By MIKE WEST
In wake of the recent storms that ripped through Cannon and surrounding counties the last few week, I can't help but recall the so-called Super Outbreak of April 1974.
That series of storms, which occurrred 43 years ago, stands as the most violent tornado outbreak ever recorded in the United States. From April 3 to April 4, 1974, there were 148 tornadoes confirmed in 13 U.S. states. Twisters were reported in Illinois, Indiana, Michigan, Ohio, Kentucky, Tennessee, Alabama, Mississippi, Georgia, North Carolina, Virginia, West Virginia and New York. At one point, as many as 15 separate tornadoes were ongoing at the same time.
The 1974 Super Outbreak remains one of the most outstanding severe convective weather episodes of record in the continental United States. Hardest hit was Xenia, Ohio, with much of the town destroyed and 32 people killed.
These storms are particularly memorable to me because they destroyed the home of my aunt and uncle, Jack and Ruth Pugh near Gassaway. I will never forget how their farm looked after the storm and how strangers rallied to help them rebuild.
Here's report from the April 11 edition of the Cannon Courier:
Several small tornadoes accompanied by torrential rains ripped a path of destruction through Cannon County early Wednesday night, April 3 leaving damage to many farms and homes.
Mrs. Buster Chapman was killed when the tornado struck her mobile home in the Sycamore community. The Chapman children, Sandra and David, were rushed to Good Samaritan Hospital and later transferred to Rutherford Hospital after receiving numerous injuries in the storm. The Chapman home was completely destroyed.
Electric power in some sections of the county was interrupted due to falling trees and limbs.

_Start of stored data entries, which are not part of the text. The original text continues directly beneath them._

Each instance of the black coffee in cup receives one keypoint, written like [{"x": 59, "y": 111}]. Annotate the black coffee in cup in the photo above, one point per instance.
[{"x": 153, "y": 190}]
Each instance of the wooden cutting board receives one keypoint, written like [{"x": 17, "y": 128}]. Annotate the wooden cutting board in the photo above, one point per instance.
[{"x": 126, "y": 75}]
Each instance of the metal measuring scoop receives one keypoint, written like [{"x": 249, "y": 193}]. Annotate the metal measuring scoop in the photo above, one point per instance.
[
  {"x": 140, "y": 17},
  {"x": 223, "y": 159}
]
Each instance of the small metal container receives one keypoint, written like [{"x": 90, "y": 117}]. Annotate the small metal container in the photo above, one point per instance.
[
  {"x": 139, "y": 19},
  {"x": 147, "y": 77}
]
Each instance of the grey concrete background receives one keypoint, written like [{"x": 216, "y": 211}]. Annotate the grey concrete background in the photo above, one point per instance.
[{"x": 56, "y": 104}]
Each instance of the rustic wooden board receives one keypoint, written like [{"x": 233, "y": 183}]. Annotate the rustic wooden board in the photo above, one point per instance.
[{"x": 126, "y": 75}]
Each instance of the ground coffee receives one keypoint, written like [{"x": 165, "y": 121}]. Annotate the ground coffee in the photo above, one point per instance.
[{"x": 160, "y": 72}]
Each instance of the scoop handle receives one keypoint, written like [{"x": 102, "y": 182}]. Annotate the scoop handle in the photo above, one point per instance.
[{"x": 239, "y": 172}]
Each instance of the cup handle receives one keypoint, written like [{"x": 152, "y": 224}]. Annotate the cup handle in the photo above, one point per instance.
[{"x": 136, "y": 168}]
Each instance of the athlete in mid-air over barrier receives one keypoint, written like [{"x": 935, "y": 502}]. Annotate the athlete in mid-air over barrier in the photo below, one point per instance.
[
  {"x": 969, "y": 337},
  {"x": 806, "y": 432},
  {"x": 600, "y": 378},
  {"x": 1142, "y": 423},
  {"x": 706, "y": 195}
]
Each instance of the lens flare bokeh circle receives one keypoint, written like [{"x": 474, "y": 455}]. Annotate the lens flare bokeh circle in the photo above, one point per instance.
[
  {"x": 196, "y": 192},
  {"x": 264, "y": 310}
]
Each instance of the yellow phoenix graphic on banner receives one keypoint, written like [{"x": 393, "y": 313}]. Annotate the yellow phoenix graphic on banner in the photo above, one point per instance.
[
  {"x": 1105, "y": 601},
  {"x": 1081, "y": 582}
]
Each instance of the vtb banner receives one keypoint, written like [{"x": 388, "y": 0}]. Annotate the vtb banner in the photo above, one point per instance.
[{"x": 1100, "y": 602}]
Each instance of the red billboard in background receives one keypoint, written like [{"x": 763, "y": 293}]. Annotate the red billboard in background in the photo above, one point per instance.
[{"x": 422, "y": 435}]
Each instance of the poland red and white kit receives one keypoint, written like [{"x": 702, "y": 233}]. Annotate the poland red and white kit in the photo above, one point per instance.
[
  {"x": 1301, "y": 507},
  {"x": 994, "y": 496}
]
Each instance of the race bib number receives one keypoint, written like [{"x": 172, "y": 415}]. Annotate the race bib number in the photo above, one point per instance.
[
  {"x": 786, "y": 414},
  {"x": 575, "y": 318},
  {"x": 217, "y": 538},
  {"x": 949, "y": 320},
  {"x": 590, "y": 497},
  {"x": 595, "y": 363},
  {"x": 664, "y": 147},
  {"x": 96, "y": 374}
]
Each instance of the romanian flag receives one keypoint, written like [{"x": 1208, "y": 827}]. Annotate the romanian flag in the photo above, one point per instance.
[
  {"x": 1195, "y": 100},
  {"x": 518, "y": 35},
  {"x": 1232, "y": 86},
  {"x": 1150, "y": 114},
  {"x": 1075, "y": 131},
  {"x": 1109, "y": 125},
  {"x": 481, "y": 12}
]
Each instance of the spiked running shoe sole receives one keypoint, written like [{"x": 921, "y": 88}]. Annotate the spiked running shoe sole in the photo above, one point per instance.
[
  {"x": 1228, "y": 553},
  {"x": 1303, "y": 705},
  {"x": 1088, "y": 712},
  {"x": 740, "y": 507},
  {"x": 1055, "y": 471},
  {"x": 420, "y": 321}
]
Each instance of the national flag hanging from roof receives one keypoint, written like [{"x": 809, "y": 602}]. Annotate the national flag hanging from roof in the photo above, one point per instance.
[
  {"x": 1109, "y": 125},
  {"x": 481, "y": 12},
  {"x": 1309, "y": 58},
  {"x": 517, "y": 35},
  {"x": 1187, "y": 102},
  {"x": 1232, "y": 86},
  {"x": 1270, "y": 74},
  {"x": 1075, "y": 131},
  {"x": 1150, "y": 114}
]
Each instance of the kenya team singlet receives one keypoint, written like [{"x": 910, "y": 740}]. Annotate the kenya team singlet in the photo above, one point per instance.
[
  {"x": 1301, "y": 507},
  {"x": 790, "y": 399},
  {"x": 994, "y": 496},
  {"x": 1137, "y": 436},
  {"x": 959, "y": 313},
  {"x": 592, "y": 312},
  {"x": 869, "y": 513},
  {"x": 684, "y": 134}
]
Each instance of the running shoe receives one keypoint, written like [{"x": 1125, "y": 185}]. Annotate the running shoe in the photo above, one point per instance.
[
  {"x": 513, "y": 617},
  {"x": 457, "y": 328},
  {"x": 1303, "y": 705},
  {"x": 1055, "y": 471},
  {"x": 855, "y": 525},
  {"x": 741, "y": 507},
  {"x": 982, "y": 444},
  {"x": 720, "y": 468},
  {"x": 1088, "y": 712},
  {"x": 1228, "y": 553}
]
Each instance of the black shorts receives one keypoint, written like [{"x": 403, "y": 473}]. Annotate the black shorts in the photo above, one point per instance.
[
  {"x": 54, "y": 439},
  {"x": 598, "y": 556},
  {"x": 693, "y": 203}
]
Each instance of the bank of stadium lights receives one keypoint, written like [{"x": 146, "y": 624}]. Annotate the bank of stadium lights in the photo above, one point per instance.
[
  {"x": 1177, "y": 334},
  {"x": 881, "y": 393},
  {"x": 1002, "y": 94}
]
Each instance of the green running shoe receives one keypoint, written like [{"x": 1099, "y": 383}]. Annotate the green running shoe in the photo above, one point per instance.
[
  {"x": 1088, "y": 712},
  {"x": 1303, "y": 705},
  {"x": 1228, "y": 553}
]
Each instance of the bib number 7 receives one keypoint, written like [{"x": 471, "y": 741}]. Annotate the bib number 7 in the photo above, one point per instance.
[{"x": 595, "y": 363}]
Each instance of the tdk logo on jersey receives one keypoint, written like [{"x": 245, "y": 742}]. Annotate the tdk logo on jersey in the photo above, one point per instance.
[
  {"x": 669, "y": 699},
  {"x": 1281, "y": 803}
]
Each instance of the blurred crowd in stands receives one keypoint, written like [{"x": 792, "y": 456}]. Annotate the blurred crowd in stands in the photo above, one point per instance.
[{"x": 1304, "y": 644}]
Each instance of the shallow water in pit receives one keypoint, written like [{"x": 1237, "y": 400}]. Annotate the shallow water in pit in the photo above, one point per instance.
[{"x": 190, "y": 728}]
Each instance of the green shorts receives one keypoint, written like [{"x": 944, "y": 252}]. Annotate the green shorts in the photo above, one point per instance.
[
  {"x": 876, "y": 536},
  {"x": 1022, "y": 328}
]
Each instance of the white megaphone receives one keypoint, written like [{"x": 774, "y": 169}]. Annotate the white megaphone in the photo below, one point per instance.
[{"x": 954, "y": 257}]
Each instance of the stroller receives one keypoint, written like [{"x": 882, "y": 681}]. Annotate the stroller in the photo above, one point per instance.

Maintenance crews for Middle Tennessee Electric Corp. and DeKalb Telephone Corp. were busy Thursday, restoring power and phones to many homes.
Destruction covered a wide area in the county. In the West Side community, the barns of Johnny Sauls and Mrs. Tommy Moore were destroyed.
Hardest hit section of the county was the Gassaway community. Roofs were blown off many homes and barns. Trees were uprooted and shredded by the high winds. Cars and trucks were overturned and received heavy damage.
The home and contents of Mr. and Mrs. Jack Pugh, just outside Gassaway was completely destroyed. As the tornado swept across the Pugh farm a barn and upright silo were also destroyed. A truck parked near the silo received heavy damage along with other farm machinery. Bales of hay were scattered over a wide section of the farm. The Pugh family escaped serious injury by taking shelter in a storm cellar. Various reports indicate that two tornadoes struck the farm.
The tornado then moved into the Dowelltown community of DeKalb County where extensive damage was reported to many homes and businesses.